Note 7 – Commitments and Contingencies

Insurance Reserves

The Company maintains insurance coverage for various aspects of its operations. However, exposure to potential losses is retained through the use of deductibles, coverage limits and self-insured retentions. As of December 31, 2011 and June 30, 2011, the Company recorded insurance reserves totaling $7.3 million and $7.5 million, respectively. These amounts represent our best estimate of our ultimate obligations for asserted claims, insurance premium obligations and claims incurred but not yet reported.

Typically our contracts require us to indemnify our customers for injury, damage or loss arising from the performance of our services and provide warranties for materials and workmanship. The Company may also be required to name the customer as an additional insured up to the limits of insurance available, or we may be required to purchase insurance policies or surety bonds for specific customers or provide letters of credit in lieu of bonds to satisfy performance and financial guarantees on some projects. Matrix Service maintains a performance and payment bonding line sufficient to support the business. The Company generally requires its subcontractors to indemnify the Company and the Company's customer and name the Company as an additional insured for activities arising out of the subcontractors' work. We also require certain subcontractors to provide additional insurance policies, including surety bonds in favor of the Company, to secure the subcontractors' work or as required by the subcontract.

There can be no assurance that our insurance and the additional insurance coverage provided by our subcontractors will fully protect us against a valid claim or loss under the contracts with our customers.

Unapproved Change Orders and Claims

Costs and estimated earnings in excess of billings on uncompleted contracts included revenues for claims related to unapproved change orders of $5.6 million and $5.1 million at December 31, 2011 and June 30, 2011, respectively. Generally, collection of amounts related to claims on unapproved change orders is expected within twelve months. However, customers may not pay these amounts until final resolution of related claims, and accordingly, collection of these amounts may extend beyond one year.

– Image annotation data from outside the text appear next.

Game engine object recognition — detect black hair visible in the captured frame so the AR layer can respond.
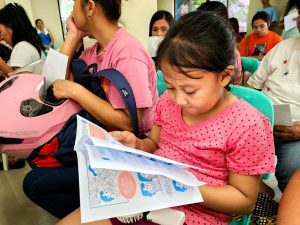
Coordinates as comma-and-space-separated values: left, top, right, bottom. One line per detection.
0, 43, 11, 62
82, 0, 121, 22
0, 3, 44, 56
35, 19, 43, 26
251, 11, 270, 27
149, 10, 174, 37
229, 17, 240, 34
284, 0, 300, 16
157, 11, 235, 78
197, 1, 229, 20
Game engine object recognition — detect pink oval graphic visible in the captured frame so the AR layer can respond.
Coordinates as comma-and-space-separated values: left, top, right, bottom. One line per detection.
118, 171, 136, 199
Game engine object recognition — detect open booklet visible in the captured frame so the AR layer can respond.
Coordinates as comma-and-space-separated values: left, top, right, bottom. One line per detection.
75, 116, 204, 223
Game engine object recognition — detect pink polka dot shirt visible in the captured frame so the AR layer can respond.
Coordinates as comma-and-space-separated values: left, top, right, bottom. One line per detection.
154, 93, 275, 225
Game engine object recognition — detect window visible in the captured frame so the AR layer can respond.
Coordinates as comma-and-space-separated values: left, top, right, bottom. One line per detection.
175, 0, 249, 32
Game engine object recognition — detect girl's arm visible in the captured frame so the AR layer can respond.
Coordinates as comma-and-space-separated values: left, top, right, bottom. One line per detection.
199, 172, 260, 214
48, 29, 54, 49
0, 57, 13, 77
60, 13, 85, 80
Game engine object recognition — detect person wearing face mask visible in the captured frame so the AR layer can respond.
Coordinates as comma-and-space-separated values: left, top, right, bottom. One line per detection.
239, 12, 282, 60
247, 10, 300, 193
148, 10, 174, 95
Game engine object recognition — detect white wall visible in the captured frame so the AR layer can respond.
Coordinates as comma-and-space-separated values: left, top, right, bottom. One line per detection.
121, 0, 157, 46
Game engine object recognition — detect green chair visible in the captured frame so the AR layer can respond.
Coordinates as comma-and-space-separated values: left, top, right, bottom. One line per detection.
230, 85, 274, 225
241, 57, 259, 74
241, 57, 259, 86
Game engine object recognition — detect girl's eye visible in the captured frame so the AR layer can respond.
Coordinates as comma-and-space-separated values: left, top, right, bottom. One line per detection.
185, 90, 197, 95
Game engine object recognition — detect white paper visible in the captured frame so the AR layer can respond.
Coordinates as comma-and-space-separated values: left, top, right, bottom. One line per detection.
42, 48, 68, 88
284, 12, 298, 31
75, 116, 204, 223
273, 104, 293, 126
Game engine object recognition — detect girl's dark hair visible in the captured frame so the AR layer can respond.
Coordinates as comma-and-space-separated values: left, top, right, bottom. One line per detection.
35, 19, 43, 26
0, 3, 44, 56
157, 11, 235, 73
197, 1, 229, 20
284, 0, 300, 16
251, 11, 270, 27
82, 0, 121, 22
0, 43, 11, 62
149, 10, 174, 37
229, 17, 240, 34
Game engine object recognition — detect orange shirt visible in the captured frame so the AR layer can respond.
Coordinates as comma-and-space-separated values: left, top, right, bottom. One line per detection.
239, 31, 282, 56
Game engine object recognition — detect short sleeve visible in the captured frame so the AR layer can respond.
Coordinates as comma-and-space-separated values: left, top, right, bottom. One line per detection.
107, 58, 157, 109
226, 116, 275, 175
9, 42, 40, 67
153, 92, 168, 127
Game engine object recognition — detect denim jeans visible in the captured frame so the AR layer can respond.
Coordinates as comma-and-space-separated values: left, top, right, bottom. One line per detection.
275, 138, 300, 192
23, 167, 80, 219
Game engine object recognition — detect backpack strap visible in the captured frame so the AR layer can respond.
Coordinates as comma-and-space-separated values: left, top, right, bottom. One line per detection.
93, 69, 139, 136
71, 59, 140, 136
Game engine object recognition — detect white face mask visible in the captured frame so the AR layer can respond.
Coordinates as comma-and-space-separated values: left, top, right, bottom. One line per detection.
148, 36, 164, 57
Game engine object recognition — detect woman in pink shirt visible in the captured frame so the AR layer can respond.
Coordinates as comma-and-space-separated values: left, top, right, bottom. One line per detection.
57, 11, 274, 225
23, 0, 158, 218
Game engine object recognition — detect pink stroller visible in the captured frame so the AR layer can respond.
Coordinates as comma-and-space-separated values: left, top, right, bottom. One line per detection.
0, 72, 81, 159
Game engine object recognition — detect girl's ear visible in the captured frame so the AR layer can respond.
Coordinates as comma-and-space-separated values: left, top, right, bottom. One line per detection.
86, 0, 96, 19
220, 65, 235, 87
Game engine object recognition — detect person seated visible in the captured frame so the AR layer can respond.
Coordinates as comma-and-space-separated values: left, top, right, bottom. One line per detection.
247, 11, 300, 192
0, 41, 11, 82
239, 12, 282, 60
197, 1, 242, 85
35, 19, 54, 50
57, 11, 274, 225
148, 10, 174, 96
0, 3, 45, 77
255, 0, 279, 30
229, 17, 243, 44
276, 168, 300, 225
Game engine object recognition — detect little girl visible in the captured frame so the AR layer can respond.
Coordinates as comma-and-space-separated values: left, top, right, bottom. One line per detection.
58, 12, 274, 225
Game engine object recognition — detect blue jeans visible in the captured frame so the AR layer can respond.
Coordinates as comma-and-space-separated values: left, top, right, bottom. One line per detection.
23, 167, 80, 219
275, 138, 300, 192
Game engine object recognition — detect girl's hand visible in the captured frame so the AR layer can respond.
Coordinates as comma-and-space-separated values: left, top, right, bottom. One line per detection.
52, 80, 80, 99
67, 12, 86, 40
274, 121, 300, 141
110, 131, 138, 148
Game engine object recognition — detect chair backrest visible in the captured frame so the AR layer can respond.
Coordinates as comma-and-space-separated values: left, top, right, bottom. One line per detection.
241, 57, 259, 74
230, 85, 274, 127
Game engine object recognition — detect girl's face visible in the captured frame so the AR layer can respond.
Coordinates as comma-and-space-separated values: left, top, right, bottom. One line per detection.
161, 62, 230, 116
36, 20, 44, 30
151, 19, 169, 36
252, 19, 269, 36
73, 0, 86, 31
0, 24, 13, 46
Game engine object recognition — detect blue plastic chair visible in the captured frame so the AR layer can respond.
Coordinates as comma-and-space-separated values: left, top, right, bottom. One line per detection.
230, 85, 274, 225
241, 57, 259, 74
241, 57, 259, 86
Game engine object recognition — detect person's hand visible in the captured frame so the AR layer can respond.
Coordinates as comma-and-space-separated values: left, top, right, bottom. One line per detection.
274, 121, 300, 141
110, 131, 138, 148
67, 12, 86, 40
51, 80, 80, 99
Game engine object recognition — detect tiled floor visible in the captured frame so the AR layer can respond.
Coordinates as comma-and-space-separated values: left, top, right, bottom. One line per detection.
0, 163, 281, 225
0, 163, 57, 225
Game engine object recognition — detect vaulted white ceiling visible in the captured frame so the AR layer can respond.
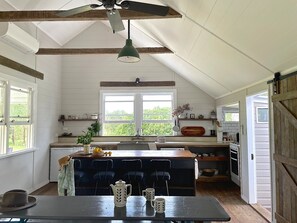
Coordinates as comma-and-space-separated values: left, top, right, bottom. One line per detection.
5, 0, 297, 98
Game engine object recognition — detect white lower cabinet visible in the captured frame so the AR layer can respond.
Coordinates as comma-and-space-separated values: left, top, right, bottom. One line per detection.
49, 148, 76, 182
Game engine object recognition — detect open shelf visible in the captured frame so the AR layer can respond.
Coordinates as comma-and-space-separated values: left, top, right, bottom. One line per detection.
196, 156, 229, 161
178, 118, 217, 121
58, 118, 98, 122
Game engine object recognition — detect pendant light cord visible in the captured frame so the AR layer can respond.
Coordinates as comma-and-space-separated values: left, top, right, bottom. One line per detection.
128, 19, 130, 39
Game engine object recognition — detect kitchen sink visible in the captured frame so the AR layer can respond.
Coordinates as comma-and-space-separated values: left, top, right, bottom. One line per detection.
117, 141, 157, 150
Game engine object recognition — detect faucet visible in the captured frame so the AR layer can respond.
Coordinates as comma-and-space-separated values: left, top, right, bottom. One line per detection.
132, 129, 144, 140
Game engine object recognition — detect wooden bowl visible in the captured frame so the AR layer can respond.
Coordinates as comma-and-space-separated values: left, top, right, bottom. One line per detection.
202, 169, 216, 177
92, 152, 104, 157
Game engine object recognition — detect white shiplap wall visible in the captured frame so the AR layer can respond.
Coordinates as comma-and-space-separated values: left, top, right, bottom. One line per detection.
60, 23, 215, 135
0, 16, 61, 194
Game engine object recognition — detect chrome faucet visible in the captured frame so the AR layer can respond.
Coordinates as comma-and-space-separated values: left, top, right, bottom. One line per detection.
132, 129, 144, 140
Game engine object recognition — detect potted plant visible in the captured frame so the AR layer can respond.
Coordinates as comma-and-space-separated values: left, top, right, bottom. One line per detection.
76, 121, 101, 153
172, 103, 191, 118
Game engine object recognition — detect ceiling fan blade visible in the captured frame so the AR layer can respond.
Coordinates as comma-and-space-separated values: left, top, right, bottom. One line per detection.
56, 4, 101, 17
120, 1, 169, 16
106, 9, 125, 32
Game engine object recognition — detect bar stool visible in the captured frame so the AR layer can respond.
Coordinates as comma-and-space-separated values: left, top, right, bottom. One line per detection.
91, 159, 115, 195
122, 159, 144, 195
150, 159, 171, 196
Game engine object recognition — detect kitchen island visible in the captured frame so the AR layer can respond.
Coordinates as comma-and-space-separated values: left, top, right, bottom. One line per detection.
70, 150, 196, 196
0, 196, 230, 223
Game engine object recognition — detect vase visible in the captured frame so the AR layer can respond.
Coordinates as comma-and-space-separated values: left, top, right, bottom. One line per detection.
84, 144, 91, 154
178, 114, 186, 119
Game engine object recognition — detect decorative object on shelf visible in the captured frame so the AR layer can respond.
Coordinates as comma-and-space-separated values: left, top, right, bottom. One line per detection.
92, 147, 104, 157
91, 113, 98, 119
210, 110, 217, 119
198, 115, 204, 119
210, 130, 216, 136
181, 126, 205, 136
76, 122, 100, 154
202, 169, 216, 177
110, 180, 132, 207
172, 103, 191, 118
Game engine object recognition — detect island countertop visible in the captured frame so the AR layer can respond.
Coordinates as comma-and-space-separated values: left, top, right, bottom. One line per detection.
70, 150, 196, 159
50, 141, 230, 148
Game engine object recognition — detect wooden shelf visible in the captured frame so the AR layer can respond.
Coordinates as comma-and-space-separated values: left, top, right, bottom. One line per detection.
178, 118, 217, 121
196, 175, 230, 182
58, 118, 98, 122
196, 156, 229, 162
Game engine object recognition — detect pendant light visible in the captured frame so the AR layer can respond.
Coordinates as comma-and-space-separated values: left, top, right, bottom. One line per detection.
118, 20, 140, 63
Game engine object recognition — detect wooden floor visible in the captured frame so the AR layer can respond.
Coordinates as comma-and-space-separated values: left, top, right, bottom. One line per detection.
32, 183, 269, 223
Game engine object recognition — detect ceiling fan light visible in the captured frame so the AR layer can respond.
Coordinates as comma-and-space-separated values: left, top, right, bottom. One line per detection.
118, 39, 140, 63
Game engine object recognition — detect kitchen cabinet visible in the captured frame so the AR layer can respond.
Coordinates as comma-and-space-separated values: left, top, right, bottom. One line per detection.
188, 145, 230, 182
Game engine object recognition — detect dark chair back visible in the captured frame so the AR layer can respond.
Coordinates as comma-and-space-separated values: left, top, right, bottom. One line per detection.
91, 159, 113, 171
151, 159, 171, 171
122, 159, 142, 171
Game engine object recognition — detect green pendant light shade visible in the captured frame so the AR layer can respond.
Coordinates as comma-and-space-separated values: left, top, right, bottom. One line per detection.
118, 20, 140, 63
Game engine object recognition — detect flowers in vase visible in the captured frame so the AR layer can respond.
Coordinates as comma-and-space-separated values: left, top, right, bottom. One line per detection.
172, 103, 191, 116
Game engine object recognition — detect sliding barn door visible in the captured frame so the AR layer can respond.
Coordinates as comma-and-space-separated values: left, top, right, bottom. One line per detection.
272, 74, 297, 223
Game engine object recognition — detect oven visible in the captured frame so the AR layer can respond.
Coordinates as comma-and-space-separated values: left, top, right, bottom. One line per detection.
230, 143, 240, 186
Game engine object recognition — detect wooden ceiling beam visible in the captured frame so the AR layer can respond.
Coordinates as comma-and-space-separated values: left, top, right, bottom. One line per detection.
100, 80, 175, 87
0, 55, 44, 80
0, 8, 182, 22
36, 47, 173, 55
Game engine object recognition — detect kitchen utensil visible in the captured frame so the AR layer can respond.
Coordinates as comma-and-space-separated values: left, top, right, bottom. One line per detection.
172, 119, 179, 132
181, 126, 205, 136
151, 198, 165, 213
142, 188, 155, 201
110, 180, 132, 207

Acquired Claims Receivable

The Company continues to pursue collection of certain claim receivables acquired in connection with the purchase of S.M. Electric Company, Inc. in February 2009. In September 2011, we received $1.5 million as settlement for a portion of these claims. The settlement amount approximated the book value of the receivable; therefore, no gain or loss was recognized. The recorded value at December 31, 2011 of $0.7 million represents the Company's best estimate of the remaining amount to be collected. The remaining claim receivable of $0.7 million and related trade receivables totaling $2.8 million will not be collected until the claim is resolved and will require mediation or litigation for successful recovery. The ultimate amount realized may be significantly different than the recorded amounts resulting in a material adjustment to future earnings.

Other

The Company and its subsidiaries are named as defendants in various other legal actions. It is the opinion of management that none of the known legal actions will have a material impact on the Company's financial position, results of operations or liquidity.